Note: This example assumes that a version change corresponds to a new IP address (e.g. Kubernetes pods). If your infrastructure reuses IPs across deploys (e.g. EC2 instances restarting in-place), you will need to invalidate cached entries when the underlying process restarts.

use std::collections::HashMap;
use std::sync::{Arc, RwLock};
use std::time::Duration;
use url::Url;
use datafusion::common::DataFusionError;
use datafusion_distributed::{
    DefaultChannelResolver, GetWorkerInfoRequest, WorkerResolver, create_worker_client,
};

struct VersionAwareWorkerResolver {
    compatible_urls: Arc<RwLock<Vec<Url>>>,
}

/// Polls only unresolved workers and caches their versions.
/// Workers that respond successfully are never polled again.
async fn background_version_resolver(
    all_worker_urls: Vec<Url>,
    local_version: String,
    compatible_urls: Arc<RwLock<Vec<Url>>>,
    channel_resolver: Arc<DefaultChannelResolver>,
) {
    let mut version_cache: HashMap<Url, String> = HashMap::new();

    loop {
        let new_worker_urls: Vec<_> = all_worker_urls
            .iter()
            .filter(|url| !version_cache.contains_key(*url))
            .collect();

        let version_checks = futures::future::join_all(
            new_worker_urls.iter().map(|url| {
                let cr = Arc::clone(&channel_resolver);
                async move {
                    let channel = cr.get_channel(url).await.ok()?;
                    let mut client = create_worker_client(channel);
                    let resp = client.get_worker_info(GetWorkerInfoRequest {}).await.ok()?;
                    Some(resp.into_inner().version)
                }
            }),
        )
        .await;

        for (url, result) in new_worker_urls.iter().zip(version_checks) {
            if let Some(version) = result {
                version_cache.insert((*url).clone(), version);
            }
        }

        let matching_urls = all_worker_urls
            .iter()
            .filter(|url| version_cache.get(*url).is_some_and(|v| v == &local_version))
            .cloned()
            .collect();
        *compatible_urls.write().unwrap() = matching_urls;

        tokio::time::sleep(Duration::from_secs(5)).await;
    }
}

impl VersionAwareWorkerResolver {
    fn start_version_filtering(
        all_worker_urls: Vec<Url>,
        expected_version: String,
        channel_resolver: Arc<DefaultChannelResolver>,
    ) -> Self {
        let compatible_urls = Arc::new(RwLock::new(vec![]));

        tokio::spawn(background_version_resolver(
            all_worker_urls,
            expected_version,
            compatible_urls.clone(),
            channel_resolver,
        ));

        Self { compatible_urls }
    }
}

impl WorkerResolver for VersionAwareWorkerResolver {
    fn get_urls(&self) -> Result<Vec<Url>, DataFusionError> {
        Ok(self.compatible_urls.read().unwrap().clone())
    }
}

With the resolver in place, wire it into the session and tag each worker with a version.

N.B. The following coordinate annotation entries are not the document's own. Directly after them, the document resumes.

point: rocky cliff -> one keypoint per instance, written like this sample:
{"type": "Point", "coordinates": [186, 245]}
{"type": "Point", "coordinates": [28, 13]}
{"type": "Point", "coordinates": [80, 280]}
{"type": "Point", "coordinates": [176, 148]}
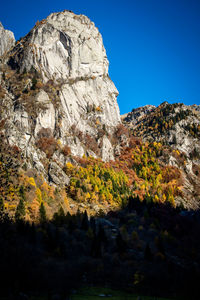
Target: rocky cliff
{"type": "Point", "coordinates": [56, 94]}
{"type": "Point", "coordinates": [7, 40]}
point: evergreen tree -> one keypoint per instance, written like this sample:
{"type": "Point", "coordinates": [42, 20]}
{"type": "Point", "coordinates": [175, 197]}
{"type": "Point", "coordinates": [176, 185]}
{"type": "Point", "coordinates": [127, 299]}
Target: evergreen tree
{"type": "Point", "coordinates": [2, 207]}
{"type": "Point", "coordinates": [42, 213]}
{"type": "Point", "coordinates": [20, 211]}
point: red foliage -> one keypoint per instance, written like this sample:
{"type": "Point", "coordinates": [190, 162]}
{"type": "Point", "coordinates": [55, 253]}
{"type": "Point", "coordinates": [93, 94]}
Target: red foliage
{"type": "Point", "coordinates": [66, 150]}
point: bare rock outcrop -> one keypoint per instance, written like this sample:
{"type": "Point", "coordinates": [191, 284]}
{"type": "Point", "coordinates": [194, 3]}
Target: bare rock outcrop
{"type": "Point", "coordinates": [56, 92]}
{"type": "Point", "coordinates": [7, 40]}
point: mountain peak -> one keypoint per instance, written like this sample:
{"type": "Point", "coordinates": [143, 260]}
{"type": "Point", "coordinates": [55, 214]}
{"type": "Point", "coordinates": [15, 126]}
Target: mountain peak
{"type": "Point", "coordinates": [7, 40]}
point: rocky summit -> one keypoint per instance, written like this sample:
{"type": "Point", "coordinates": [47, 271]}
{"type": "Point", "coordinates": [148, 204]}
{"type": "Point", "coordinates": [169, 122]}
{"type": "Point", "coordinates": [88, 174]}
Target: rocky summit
{"type": "Point", "coordinates": [55, 84]}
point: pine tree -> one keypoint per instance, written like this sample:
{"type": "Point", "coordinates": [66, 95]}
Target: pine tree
{"type": "Point", "coordinates": [20, 211]}
{"type": "Point", "coordinates": [2, 207]}
{"type": "Point", "coordinates": [42, 213]}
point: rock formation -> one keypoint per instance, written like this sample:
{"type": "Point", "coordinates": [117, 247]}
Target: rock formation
{"type": "Point", "coordinates": [7, 40]}
{"type": "Point", "coordinates": [55, 86]}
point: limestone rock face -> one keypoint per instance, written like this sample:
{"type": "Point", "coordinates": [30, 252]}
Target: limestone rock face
{"type": "Point", "coordinates": [68, 49]}
{"type": "Point", "coordinates": [56, 91]}
{"type": "Point", "coordinates": [61, 47]}
{"type": "Point", "coordinates": [7, 40]}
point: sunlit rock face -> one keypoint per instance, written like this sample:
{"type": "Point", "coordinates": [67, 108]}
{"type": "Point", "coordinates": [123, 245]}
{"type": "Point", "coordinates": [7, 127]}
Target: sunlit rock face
{"type": "Point", "coordinates": [75, 102]}
{"type": "Point", "coordinates": [68, 49]}
{"type": "Point", "coordinates": [7, 40]}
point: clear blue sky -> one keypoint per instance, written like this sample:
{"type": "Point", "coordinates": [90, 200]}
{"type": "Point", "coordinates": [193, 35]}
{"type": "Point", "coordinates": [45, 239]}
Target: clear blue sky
{"type": "Point", "coordinates": [153, 45]}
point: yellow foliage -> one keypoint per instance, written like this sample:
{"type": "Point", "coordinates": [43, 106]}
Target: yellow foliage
{"type": "Point", "coordinates": [31, 181]}
{"type": "Point", "coordinates": [39, 195]}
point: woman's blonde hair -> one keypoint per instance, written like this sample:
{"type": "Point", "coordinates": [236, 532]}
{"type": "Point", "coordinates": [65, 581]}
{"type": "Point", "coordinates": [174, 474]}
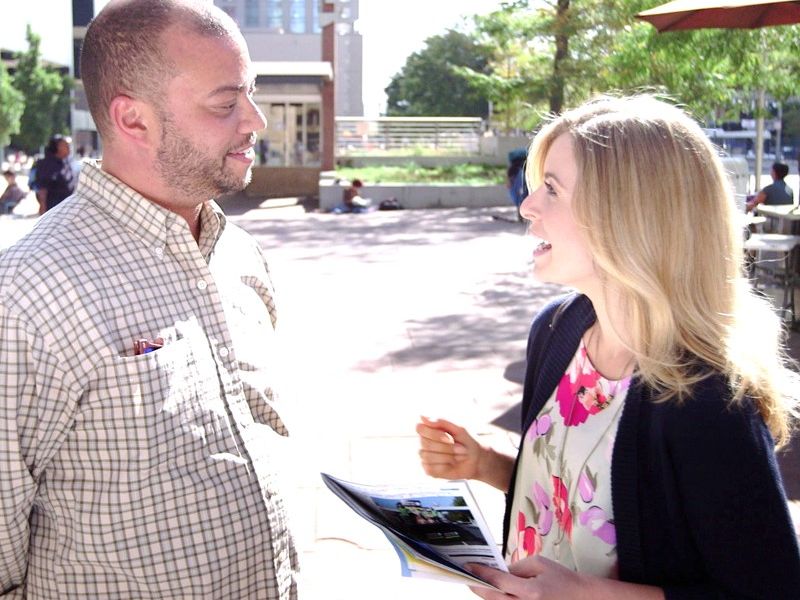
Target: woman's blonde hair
{"type": "Point", "coordinates": [658, 213]}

use datafusion::execution::SessionStateBuilder;
use datafusion_distributed::{DistributedExt, DistributedPhysicalOptimizerRule, Worker};

let worker_version = std::env::var("COMMIT_HASH").unwrap_or_default();

// `all_worker_urls` and `channel_resolver` come from your service discovery.
let resolver = VersionAwareWorkerResolver::start_version_filtering(
    all_worker_urls,
    worker_version.clone(),
    channel_resolver,
);

let state = SessionStateBuilder::new()
    .with_default_features()
    .with_distributed_worker_resolver(resolver)
    .with_physical_optimizer_rule(Arc::new(DistributedPhysicalOptimizerRule))
    .build();

let ctx = SessionContext::from(state);

let worker = Worker::default().with_version(worker_version);

Server::builder()
    .add_service(worker.into_worker_server())
    .serve(addr)
    .await?;

The coordinator’s resolver concurrently polls only unresolved workers in the background. Once a worker responds, its version is cached and not queried again. Only workers whose version matches the expected version will appear in get_urls().